Im new to this forum so Im still trying to get the hang of it.  This thread is for all of Spain, not just Barcelona right? Not really sure how this works, like when replying with quote or post a quick reply?


----------



## Melzy (Feb 2, 2013)

OMG really?!! So we should jsut book a hotel then go apartment hunting? That bites!!


----------



## Melzy (Feb 2, 2013)

I was planning on calling today but realized they probably dont work on Sundays! We have had one person reply to an email because we asked them if anyone worked at Piso LOL


----------



## xabiaxica (Jun 23, 2009)

Melzy said:


> I was planning on calling today but realized they probably dont work on Sundays! We have had one person reply to an email because we asked them if anyone worked at Piso LOL


nope - no-one works on a Sunday!

many offices won't open until at least 10am either - & many will close at about 2ish for siesta & open again for a few hours in the evening at say 4:30/5pm


----------



## elisa31bcn (Jan 23, 2013)

I live in the center of Barcelona, and have a friend who just returned from Paris looking in the area. There are quite a number of flats available, and the prices now are lower than in recent years. But you have to call, and make appts. to see the flats in person. It's impossible to do long distance. Best thing is to come, get a pension, or hostel, and then look. You need to see the flat anyway before a commitment.


----------



## brocher (Mar 21, 2011)

Agree with others, emails are rarely responded to!

Go visit, phone numbers you see on website or on rental signs outside available flats. 

We found the standard method was - yes, you can see flat,will phone you tomorrow morning (which actually means around noon) - yes you can definitely view this afternoon, I will call you this afternoon (this call will come about 4 or 5pm after siesta) and you will arrange to meet at 7pm.

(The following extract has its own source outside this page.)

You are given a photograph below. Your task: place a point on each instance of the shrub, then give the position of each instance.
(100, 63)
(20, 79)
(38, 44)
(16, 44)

Another phone call from the agent will confirm they are running late but on their way!!!

You do usually get to view pretty quickly - it just needs many phone calls to arrange! And when you find somewhere, you can usually be signed up and moved in almost immediately - so you need to have ready access to your deposit and rental money.


----------



## Pesky Wesky (May 10, 2009)

brocher said:


> Agree with others, emails are rarely responded to!
> 
> Go visit, phone numbers you see on website or on rental signs outside available flats.
> 
> ...


Yes, morning, afternoon and evening are different in the UK to Spain. Morning is until around 14:00 (the use of the 24 hour clock is extensive too), and afternoon is until around 20:00. This can seriously throw you when you're arranging meetings at first.


----------



## Melzy (Feb 2, 2013)

elisa31bcn said:


> I live in the center of Barcelona, and have a friend who just returned from Paris looking in the area. There are quite a number of flats available, and the prices now are lower than in recent years. But you have to call, and make appts. to see the flats in person. It's impossible to do long distance. Best thing is to come, get a pension, or hostel, and then look. You need to see the flat anyway before a commitment.


Yeah, we have decided to do that. Going to book a hotel once we get there and go from there...we actually got a couple people from Piso and Homeaway to respond!


----------



## Melzy (Feb 2, 2013)

Thanks guys! Very helpful! I just want to get into an apartment as soon as possible and start enjoying Barcelona!! ;-)


----------